Dennoch ist es erstaunlich, dass die Inflationserwartungen für das Jahresende 2022 in fast allen Ländern – mit Ausnahme von Argentinien und Venezuela – im einstelligen Bereich liegen. Der Finanzdienstleister Oxford Economics schätzt, dass derzeit der Höhepunkt der Inflationsraten in Lateinamerika erreicht ist. Das wäre weit früher als etwa in Europa oder den USA.

Der Grund: Die Zentralbanken in Lateinamerika haben schon Mitte letzten Jahres mit den Zinserhöhungen begonnen, um die Inflationsraten zu bremsen.

Es scheint, als würde in Lateinamerika die immer noch präsente Erfahrung aus Inflation oder gar Hyperinflation in den vergangenen Jahrzehnten dafür sorgen, dass geldpolitische Falken an den Schalthebeln der Zentralbanken sitzen. Die Geldhüter in Lateinamerika treten schneller auf die Bremse als die in Europa oder den USA, wenn die Inflationsraten steigen.

Zum Vergleich: Die letzte Hochinflationsphase erlebten die USA vor mehr als 40 Jahren. In Lateinamerika dagegen ist die Inflation Alltag.
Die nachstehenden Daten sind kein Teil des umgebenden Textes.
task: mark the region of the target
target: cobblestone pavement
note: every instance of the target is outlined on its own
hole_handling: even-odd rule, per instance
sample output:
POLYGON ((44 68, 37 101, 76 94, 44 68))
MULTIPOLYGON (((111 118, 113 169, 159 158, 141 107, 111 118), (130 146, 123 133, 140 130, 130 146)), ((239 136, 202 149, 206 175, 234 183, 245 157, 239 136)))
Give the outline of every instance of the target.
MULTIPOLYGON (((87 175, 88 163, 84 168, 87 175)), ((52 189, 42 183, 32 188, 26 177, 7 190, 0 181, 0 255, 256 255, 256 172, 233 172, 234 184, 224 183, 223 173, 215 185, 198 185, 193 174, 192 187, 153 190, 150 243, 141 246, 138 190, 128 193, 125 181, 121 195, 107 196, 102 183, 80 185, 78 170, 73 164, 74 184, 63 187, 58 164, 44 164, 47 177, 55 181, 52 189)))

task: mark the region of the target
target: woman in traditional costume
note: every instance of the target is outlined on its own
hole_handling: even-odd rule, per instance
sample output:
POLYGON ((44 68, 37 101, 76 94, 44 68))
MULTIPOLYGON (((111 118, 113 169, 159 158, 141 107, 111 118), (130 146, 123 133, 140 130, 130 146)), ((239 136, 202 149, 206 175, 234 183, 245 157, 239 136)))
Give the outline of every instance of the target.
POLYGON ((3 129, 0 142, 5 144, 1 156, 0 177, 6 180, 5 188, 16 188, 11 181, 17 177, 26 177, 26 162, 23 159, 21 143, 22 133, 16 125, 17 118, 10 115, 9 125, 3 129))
Argentinien hat seit 2002 nur zwei Jahre mit einer Inflation unter 10 Prozent erlebt. In Buenos Aires zeigt sich, wie erfolglos Regierungen sind, denen es nicht gelingt, die Geldentwertung zu bremsen. Auch in Brasilien, Chile oder Peru sind Hochinflationsphasen und ihre negativen Folgen für Gesellschaft, Wirtschaft und Politik immer noch tief im Bewusstsein der Bevölkerung verankert.

Doch die frühen und heftigen Gegenmaßnahmen der Geldhüter haben ihren Preis: Die hohen Zinsen bremsen das Wachstum. Zwar erwartet die Investmentbank JP Morgan kaum noch Leitzinserhöhungen in diesem Jahr. Doch bis 2023 werden die Zentralbanken den harten monetären Kurs halten müssen, fürchten deren Experten.

Die Folge: Das Wachstum wird in Lateinamerika auch nächstes Jahr schwächer ausfallen – und möglicherweise sogar um die Hälfte schrumpfen gegenüber 2022 (1,3 statt 2,1 Prozent), so JP Morgan. Große Ökonomien wie Brasilien (-0,2 Prozent) und Mexiko (1,5 Prozent) werden nächstes Jahr noch weniger wachsen als 2022. Aber auch die Ökonomien mit den höchsten Wachstumsraten wie Kolumbien und Peru werden nur 2,5 Prozent zulegen.